By Tori Preston | TV | November 11, 2025
By now, you probably know what Vince Gilligan’s mysterious new series Pluribus is all about (and if you don’t, Dustin wrote a handy explainer yesterday). In a nutshell, an alien virus infects the entire population of Earth, linking everyone’s consciousness into a hive mind, save for 12 people who remain inexplicably unaffected. Part pandemic, part Invasion of the Body Snatchers, the show takes a lot of familiar influences and mixes them into an apocalypse with one compelling twist: the infected are not a threat. Instead, the hive mind is kinda … nice? Too nice, as it turns out - but I’ll get to that.
The first episode dispenses with the outbreak, and once the dust has cleared, the new world order is almost immediately stable. The 12 “survivors” - if you can call them that - are immune, so there is no immediate threat of infection, and although the Hive is investigating how these holdouts might be able to become infected and join the Hive in the future, it claims the choice will be up to them. In fact, that’s kind of their M.O. - doing whatever will make the survivors happy, or at least not doing anything to upset them. Still, decades of science fiction have taught us about the dangers of joining such a collective at the expense of individual free will, so the choice should be a bit of a no-brainer, right?
Certainly, that’s what our protagonist, Carol (Rhea Seehorn), seems to think. In the second episode, Carol requests a meeting with some of the other survivors, so they can strategize how to save the world - only they’re not convinced it needs saving at all. Sure, the world is now full of pod people who share the same mind, but that means all those people still exist! They just exist everywhere, inside everyone, all together. The side effect of all that harmony is that there’s no murder or racism or even zoos anymore. “Peace on Earth,” as one survivor, Mr. Diabaté (Samba Schutte), describes it. Carol knows in her gut that it’s all wrong, but she can’t articulate it in a way that convinces anyone else she’s right, and even if she could, it wouldn’t matter. It took a team of astrophysicists and geneticists to bring this virus to Earth. A handful of randos led by a romantasy author probably don’t have the skills to reverse it.
If the second episode was largely about confronting Carol’s, and our own, assumptions as to whether this infection is indeed dangerous, then the conclusion it came to was perhaps a surprising one. The danger the Hive presents isn’t necessarily to the uninfected or to the world at large. Sure, when the outbreak hit, hundreds of millions of people died in the conversion. But then again, any time Carol gets angry, she causes the infected to have seizures, leading to tens of millions of deaths. Both sides have accidental-genocide blood on their hands here.
No, the real danger the hive mind presents is to itself, precisely because it can’t say no. The Hive may be running things, but it will cater to the whims of the dozen holdouts, no matter what those whims are. Its whole schtick is to do no harm (again, ignore the eight hundred million or so oopsie-deaths), which includes hurt feelings. Carol realizes the uncomfortable extent of this just as she’s given up on rallying some allies to her whole save-the-world cause. Mr. Diabaté asks Carol for permission to take her Hive chaperone, the so-called “Pirate Lady” named Zosia, with him when he leaves. He got to know her and feels they “made a connection,” which he’d like to deepen (sexually, obvs).
Now, setting aside the fact that having a connection to any one Hive person is the same as having a connection to them all, which is to say meaningless, Carol doesn’t particularly care. But she also knows it shouldn’t be her decision to make. Free will, right? So let Zosia choose who she wants to go with!
Oh wait. “We can’t choose,” Zosia explains. “If we were to choose, it would hurt one of you. We can’t do that.” It’s up to Carol and Diabaté to decide for her.
When we talk about abuses of power and sexual assault, we usually are talking about lack of consent, but the other side of that coin is coercion.

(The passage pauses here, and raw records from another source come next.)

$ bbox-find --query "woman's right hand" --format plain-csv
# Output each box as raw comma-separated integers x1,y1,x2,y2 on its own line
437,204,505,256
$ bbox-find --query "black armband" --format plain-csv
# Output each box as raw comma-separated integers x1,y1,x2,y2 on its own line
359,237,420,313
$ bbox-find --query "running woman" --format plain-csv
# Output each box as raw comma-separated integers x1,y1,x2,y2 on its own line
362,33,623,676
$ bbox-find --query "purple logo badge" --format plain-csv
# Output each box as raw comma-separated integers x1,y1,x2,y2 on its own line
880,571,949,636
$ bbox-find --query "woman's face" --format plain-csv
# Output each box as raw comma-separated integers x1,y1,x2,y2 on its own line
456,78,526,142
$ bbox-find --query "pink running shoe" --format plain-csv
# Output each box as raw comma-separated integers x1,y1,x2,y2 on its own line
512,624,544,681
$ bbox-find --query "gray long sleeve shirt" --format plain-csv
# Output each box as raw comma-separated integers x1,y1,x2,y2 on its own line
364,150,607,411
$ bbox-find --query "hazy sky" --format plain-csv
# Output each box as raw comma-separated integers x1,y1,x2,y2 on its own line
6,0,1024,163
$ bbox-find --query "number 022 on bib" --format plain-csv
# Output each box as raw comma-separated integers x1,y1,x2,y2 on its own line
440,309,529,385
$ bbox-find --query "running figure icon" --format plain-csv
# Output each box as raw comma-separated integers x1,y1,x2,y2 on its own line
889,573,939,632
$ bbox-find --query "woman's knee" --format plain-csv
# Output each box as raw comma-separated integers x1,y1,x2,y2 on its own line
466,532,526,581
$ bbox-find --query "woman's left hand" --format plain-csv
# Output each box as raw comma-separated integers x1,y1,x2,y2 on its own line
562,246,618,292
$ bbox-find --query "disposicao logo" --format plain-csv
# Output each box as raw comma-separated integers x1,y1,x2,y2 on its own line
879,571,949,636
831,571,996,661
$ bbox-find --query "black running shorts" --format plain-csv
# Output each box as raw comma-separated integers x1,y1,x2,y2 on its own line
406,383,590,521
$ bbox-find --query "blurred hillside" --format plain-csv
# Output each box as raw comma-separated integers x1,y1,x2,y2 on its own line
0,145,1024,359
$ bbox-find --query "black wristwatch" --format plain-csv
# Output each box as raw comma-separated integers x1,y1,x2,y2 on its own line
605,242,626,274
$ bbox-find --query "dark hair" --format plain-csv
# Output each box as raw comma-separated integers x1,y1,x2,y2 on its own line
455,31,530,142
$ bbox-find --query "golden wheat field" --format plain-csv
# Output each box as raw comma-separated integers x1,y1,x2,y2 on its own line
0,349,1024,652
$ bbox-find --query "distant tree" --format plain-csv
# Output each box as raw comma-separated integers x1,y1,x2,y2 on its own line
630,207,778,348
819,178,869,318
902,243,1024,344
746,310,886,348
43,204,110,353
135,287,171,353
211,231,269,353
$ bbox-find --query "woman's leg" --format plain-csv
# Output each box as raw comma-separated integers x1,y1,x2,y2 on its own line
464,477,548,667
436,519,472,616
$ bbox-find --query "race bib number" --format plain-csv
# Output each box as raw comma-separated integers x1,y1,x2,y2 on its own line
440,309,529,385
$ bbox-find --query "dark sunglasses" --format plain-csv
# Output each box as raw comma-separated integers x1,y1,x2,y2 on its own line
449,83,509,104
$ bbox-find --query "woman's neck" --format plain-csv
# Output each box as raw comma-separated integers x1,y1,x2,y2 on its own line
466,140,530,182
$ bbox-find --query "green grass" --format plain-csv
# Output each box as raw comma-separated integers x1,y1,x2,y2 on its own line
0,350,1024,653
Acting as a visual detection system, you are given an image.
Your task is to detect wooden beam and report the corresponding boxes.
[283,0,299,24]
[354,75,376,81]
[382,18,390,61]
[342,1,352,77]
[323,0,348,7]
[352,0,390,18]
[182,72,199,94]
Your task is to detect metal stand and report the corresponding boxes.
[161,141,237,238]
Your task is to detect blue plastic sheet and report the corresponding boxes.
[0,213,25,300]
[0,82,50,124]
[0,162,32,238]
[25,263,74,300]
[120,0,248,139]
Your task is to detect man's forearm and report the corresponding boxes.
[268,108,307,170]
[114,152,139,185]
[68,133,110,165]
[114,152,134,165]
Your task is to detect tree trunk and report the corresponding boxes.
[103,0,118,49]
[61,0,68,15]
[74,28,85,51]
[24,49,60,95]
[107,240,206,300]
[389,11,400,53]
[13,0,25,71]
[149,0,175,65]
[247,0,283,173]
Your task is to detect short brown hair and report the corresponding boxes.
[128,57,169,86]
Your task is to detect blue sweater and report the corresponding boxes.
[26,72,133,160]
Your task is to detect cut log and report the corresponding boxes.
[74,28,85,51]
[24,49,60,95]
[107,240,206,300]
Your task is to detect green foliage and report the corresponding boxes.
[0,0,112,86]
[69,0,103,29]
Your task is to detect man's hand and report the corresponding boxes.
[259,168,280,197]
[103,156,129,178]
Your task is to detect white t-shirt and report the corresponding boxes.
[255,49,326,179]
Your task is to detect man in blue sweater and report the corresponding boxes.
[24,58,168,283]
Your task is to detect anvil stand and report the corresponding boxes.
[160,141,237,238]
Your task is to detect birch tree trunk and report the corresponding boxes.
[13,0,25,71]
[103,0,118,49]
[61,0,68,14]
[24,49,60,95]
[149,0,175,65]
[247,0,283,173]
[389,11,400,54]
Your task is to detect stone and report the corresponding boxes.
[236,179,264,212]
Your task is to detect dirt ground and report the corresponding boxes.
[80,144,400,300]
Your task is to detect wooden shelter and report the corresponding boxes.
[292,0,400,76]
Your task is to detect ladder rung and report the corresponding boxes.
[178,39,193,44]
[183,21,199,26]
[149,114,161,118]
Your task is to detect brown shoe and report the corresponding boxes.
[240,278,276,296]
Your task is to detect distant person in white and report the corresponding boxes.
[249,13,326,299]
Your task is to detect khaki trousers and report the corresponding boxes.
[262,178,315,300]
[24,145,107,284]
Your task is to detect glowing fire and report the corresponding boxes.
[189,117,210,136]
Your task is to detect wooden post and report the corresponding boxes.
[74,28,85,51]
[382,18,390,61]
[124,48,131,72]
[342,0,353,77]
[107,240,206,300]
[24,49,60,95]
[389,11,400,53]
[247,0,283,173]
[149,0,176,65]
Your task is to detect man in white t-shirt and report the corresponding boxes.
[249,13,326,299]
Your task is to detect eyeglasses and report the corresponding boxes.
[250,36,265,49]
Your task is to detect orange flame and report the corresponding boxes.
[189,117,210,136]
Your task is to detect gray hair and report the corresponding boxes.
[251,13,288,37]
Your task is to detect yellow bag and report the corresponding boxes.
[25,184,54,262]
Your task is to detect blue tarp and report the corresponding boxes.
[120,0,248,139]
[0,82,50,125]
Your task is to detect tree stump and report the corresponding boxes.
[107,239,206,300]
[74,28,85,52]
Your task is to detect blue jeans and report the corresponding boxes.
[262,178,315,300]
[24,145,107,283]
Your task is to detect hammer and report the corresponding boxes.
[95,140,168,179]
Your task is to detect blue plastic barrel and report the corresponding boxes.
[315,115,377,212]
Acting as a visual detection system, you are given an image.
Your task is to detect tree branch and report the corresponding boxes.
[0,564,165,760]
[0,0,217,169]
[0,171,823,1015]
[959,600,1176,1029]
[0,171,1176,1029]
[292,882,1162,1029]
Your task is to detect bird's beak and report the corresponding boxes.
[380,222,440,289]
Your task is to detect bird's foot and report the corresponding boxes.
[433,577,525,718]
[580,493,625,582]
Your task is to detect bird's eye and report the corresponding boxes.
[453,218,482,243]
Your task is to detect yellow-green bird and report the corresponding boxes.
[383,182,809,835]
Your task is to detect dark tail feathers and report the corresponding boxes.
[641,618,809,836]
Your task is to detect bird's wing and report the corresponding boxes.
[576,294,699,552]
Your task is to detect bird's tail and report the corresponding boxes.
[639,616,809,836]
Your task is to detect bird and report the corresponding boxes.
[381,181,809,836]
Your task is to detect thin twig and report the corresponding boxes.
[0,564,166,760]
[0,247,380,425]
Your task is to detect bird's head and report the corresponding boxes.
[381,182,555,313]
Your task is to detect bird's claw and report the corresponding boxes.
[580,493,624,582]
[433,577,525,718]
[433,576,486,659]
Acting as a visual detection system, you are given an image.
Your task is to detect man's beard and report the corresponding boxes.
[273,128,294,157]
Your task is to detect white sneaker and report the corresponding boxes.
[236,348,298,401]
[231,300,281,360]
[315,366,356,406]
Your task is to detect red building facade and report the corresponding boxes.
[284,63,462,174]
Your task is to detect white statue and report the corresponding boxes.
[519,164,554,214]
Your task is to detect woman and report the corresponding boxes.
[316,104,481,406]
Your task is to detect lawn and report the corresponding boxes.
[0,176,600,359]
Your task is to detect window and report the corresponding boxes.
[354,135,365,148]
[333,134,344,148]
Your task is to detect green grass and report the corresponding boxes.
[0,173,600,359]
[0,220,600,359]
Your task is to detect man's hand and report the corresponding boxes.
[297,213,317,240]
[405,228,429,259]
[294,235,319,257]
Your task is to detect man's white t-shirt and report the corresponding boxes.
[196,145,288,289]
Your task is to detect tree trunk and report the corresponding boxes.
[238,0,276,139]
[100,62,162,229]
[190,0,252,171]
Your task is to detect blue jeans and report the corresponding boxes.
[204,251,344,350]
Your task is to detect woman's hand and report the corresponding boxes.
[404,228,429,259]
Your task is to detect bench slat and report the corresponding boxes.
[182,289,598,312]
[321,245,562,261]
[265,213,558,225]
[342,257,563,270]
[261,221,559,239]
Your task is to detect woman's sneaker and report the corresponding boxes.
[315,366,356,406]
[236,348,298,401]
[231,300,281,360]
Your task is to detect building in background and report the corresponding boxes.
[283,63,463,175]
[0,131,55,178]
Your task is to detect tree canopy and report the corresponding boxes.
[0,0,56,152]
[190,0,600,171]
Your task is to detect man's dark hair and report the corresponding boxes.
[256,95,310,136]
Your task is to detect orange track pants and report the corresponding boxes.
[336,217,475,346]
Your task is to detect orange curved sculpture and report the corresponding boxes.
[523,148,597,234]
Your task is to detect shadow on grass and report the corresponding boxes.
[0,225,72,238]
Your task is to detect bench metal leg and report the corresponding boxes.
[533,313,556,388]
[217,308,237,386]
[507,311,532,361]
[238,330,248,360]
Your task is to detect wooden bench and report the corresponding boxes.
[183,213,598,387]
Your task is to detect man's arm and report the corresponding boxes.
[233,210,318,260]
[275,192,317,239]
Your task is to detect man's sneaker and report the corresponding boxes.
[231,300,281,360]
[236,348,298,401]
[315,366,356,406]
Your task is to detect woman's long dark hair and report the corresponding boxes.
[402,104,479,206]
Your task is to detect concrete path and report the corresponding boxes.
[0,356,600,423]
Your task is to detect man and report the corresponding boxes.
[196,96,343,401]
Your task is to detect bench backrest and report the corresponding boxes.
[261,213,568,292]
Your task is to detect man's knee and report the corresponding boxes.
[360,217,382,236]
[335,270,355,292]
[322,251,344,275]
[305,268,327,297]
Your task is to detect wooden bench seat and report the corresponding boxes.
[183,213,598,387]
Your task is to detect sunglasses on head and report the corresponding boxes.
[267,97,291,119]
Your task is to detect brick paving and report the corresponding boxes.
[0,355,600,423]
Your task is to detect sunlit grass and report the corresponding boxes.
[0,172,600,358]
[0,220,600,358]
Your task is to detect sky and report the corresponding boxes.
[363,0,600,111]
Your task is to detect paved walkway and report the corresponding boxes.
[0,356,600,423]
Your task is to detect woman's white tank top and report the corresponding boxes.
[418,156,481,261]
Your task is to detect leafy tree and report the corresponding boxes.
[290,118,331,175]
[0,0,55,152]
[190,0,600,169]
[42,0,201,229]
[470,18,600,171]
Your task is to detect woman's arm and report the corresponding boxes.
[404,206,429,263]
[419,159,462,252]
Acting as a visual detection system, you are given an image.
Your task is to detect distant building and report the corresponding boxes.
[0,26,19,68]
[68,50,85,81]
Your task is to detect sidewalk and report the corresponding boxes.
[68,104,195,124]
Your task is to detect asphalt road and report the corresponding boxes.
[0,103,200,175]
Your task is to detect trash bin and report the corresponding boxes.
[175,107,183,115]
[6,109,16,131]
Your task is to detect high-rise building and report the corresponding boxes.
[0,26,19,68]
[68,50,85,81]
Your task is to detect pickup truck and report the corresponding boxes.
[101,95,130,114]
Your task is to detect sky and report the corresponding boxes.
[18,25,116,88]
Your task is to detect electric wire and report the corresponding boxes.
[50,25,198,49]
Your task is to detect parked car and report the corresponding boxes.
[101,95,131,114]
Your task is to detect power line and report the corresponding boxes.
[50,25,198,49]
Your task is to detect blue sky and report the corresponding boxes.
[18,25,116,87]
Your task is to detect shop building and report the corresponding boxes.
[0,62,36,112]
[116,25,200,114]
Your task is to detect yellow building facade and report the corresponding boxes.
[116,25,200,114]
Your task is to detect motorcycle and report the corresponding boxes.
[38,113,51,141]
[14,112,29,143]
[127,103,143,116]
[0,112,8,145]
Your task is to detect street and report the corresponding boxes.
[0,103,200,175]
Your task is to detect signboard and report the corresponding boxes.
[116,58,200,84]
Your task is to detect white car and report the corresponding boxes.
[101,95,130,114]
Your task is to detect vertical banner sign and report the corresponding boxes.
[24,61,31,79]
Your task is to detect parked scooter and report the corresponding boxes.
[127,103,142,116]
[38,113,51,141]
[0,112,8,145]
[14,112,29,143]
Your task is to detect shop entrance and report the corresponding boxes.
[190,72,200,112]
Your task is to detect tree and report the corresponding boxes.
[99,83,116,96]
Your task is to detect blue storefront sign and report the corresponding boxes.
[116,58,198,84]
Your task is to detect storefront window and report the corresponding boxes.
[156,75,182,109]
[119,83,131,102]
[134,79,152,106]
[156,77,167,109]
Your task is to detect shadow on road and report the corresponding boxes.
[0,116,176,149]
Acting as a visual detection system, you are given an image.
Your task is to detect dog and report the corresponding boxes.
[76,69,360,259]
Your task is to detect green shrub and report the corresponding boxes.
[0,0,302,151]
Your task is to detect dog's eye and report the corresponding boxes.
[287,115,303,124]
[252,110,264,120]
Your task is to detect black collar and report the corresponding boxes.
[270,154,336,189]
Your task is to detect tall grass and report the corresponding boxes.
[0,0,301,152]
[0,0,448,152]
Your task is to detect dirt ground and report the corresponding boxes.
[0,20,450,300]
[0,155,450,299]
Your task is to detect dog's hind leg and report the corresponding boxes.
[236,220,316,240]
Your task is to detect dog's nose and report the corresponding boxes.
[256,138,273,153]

What happens when a person technically consents, but only because they don’t feel they can decline? What the show presented was a simple but familiar scenario to anyone who has engaged in unwanted sexual activity simply because the other person wanted to, and they didn’t want to hurt their feelings. Zosia, and all Hive members, are open to any form of affection, not so much because they want it, but because they coexist with a handful of free immune people who might, and their feelings matter. In this apocalypse, the uninfected have a surprising amount of power, and the infected, by their very nature, have no choice but to do their bidding.
The question of free will in Pluribus isn’t so much about the human race being infected without their consent. I mean, that’s a thing that happened, but the Hive seems happy. Whether that’s just the virus talking, or whether every single consciousness in the collective is satisfied, we may never know - but it’s over and done with now. Carol may not be able to save the world the way she wanted to, by eliminating the virus and freeing all the individuals trapped in the hive mind, but she may have stumbled upon another way to make the world better. She initially lets Diabaté take Zosia, but later changes her mind - running out in front of Air Force One to stop him and get her girl back. If all of humanity is in this Hive, maybe fighting them isn’t the path forward that Carol needs to take. Maybe her job is to protect them from the (free) will of the people like herself who are actually in control.